WASHINGTON – Durante a audiência anual do Comitê de Inteligência do Senado dos Estados Unidos sobre “Ameaças Mundiais”, nesta terça-feira, o diretor da Inteligência Nacional, Dan Coats, disse que a Rússia, assim como outras entidades estrangeiras, “provavelmente” promoverá mais ataques cibernéticos contra eleições norte-americanas e europeias. A declaração acontece meses antes de eleições locais e para o congresso do país, em novembro.

“Operações cibernéticas persistentes e disruptivas irão continuar contra os Estados Unidos e nossos aliados europeus usando eleições como oportunidades para enfraquecer democracias”, disse Coats.

Ele descreveu ainda uma as maneiras com as quais a Rússia pode tentar influenciar a eleição deste ano.

“No mínimo, esperamos que a Rússia continue usando propaganda, redes sociais, perfis falsos, porta-vozes simpáticos e outros meios de influência para tentar exacerbar divisões sociais e políticas nos Estados Unidos”, disse Coats.

No ano passado, agências de espionagem dos EUA informaram que haviam determinado que a Rússia utilizou ataques hackers e propaganda em um esforço para inclinar a eleição presidencial norte-americana de 2016 a favor de Donald Trump.

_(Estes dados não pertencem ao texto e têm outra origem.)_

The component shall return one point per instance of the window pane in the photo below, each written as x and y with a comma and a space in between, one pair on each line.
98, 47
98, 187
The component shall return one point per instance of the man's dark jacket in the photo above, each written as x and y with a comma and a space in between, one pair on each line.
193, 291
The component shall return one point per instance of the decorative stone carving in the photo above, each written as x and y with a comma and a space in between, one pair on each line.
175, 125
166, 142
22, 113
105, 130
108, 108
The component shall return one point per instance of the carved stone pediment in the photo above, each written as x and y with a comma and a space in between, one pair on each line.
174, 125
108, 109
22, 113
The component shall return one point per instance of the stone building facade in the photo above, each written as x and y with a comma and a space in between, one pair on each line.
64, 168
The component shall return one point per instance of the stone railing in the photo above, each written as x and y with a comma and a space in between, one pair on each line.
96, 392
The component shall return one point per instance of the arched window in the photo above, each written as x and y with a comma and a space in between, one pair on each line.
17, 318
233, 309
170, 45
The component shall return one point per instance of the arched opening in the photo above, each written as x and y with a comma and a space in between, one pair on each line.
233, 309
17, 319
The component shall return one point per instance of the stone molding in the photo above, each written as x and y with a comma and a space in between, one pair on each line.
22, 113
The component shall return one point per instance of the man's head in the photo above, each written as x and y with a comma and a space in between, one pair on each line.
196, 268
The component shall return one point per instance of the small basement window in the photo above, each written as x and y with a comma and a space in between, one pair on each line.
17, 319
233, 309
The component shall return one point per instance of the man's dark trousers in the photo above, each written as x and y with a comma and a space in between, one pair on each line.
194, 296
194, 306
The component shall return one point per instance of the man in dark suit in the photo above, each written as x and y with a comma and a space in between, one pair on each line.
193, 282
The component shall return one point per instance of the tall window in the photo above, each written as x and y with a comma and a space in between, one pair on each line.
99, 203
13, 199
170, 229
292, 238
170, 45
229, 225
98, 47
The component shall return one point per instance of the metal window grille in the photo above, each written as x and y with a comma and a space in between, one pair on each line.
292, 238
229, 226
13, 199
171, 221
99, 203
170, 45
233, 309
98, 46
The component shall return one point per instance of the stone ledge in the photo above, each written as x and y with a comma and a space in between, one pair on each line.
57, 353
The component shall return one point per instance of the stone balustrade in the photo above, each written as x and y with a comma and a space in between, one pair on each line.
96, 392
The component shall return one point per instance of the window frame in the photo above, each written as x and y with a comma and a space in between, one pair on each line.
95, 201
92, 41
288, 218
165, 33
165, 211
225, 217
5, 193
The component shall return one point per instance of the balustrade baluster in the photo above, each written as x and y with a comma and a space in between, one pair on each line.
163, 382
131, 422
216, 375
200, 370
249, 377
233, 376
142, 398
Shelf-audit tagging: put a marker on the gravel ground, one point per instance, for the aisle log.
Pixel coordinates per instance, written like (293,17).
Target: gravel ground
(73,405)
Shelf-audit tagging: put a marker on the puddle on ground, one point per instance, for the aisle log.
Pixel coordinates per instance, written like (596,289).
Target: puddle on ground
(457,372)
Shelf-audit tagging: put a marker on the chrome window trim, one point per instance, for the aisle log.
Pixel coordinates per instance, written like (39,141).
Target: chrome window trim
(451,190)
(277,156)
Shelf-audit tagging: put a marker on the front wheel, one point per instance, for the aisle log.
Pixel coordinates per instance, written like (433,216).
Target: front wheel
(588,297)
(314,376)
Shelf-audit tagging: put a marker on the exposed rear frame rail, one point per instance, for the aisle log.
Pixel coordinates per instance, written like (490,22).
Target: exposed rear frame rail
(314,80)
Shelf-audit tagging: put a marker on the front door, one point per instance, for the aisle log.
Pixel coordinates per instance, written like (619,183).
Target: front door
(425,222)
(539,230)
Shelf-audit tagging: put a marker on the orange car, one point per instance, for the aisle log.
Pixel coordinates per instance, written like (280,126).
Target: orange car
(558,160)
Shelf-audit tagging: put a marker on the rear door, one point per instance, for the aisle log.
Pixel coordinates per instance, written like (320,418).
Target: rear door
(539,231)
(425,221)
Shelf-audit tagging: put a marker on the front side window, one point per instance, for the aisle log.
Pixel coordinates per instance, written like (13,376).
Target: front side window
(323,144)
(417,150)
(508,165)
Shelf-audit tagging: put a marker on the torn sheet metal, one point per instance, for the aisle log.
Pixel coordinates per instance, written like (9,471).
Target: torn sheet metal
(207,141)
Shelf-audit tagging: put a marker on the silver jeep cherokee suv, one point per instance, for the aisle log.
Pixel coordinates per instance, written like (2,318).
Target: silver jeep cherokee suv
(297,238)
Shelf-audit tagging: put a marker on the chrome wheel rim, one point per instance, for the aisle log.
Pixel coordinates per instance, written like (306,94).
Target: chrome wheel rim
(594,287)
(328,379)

Apesar disso, a Rússia tem negado isto repetidamente.

A acusação de envolvimento russo na eleição de 2016 gerou uma investigação federal e investigações do Congresso sobre se a campanha de Trump conspirou com Moscou, colocando uma sombra sobre o primeiro ano da presidência de Trump.

Coats e outros líderes da inteligência dos EUA testemunharam que a Rússia acredita que sua interferência na campanha de 2016 alcançou seu objetivo de enfraquecer a democracia norte-americana, e que a Rússia vê as eleições de novembro como outra chance.

O controle republicano da Câmara dos Deputados e do Senado está em risco em novembro.

“Não deve haver dúvida que a Rússia vê seus esforços passados como bem sucedidos e vê as eleições dos EUA de 2018 como um possível alvo para operações russas de influência”, disse Coats.

Ele e outras autoridades, incluindo o diretor da CIA, Mike Pompeo, e o diretor do FBI, Chris Wray, disseram ainda não terem visto mudanças na estratégia da Rússia desde 2016.

Trump tem levantado dúvidas sobre a noção de que houve envolvimento russo na eleição de 2016, apresentando como inveja de apoiadores da candidata democrata Hillary Clinton. Ele tem negado qualquer conluio de sua campanha e também tem negado qualquer tentativa de obstruir a investigação federal.

“Momento de decisão” sobre Coreia do Norte está próximo

Coats afirmou, ainda nesta terça-feira, que o tempo está se esgotando para os EUA agirem sobre a ameaça representada pelo programa nuclear da Coreia do Norte. O país apresenta uma ameaça “possivelmente existencial” aos Estados Unidos e provavelmente irá realizar mais testes bélicos neste ano, disse o diretor.

“O tempo de decisão está cada vez mais próximo em termos sobre como nós respondemos a isto”, disse Coats. “Nossa meta é uma resolução pacífica. Nós estamos usando pressão máxima sobre a Coreia do Norte de diversas maneiras.”

O alerta veio apesar de um alívio de tensões na península coreana após conversas retomadas pela Coreia do Norte e Coreia do Sul por ocasião dos Jogos Olímpicos de Inverno sediados pela Coreia do Sul.

Apesar de o governo Trump ter destacado preferência por uma solução diplomática para a crise nuclear, a administração alertou para o fato de que todas as opções estão na mesa, incluindo opções militares, para impedir isto.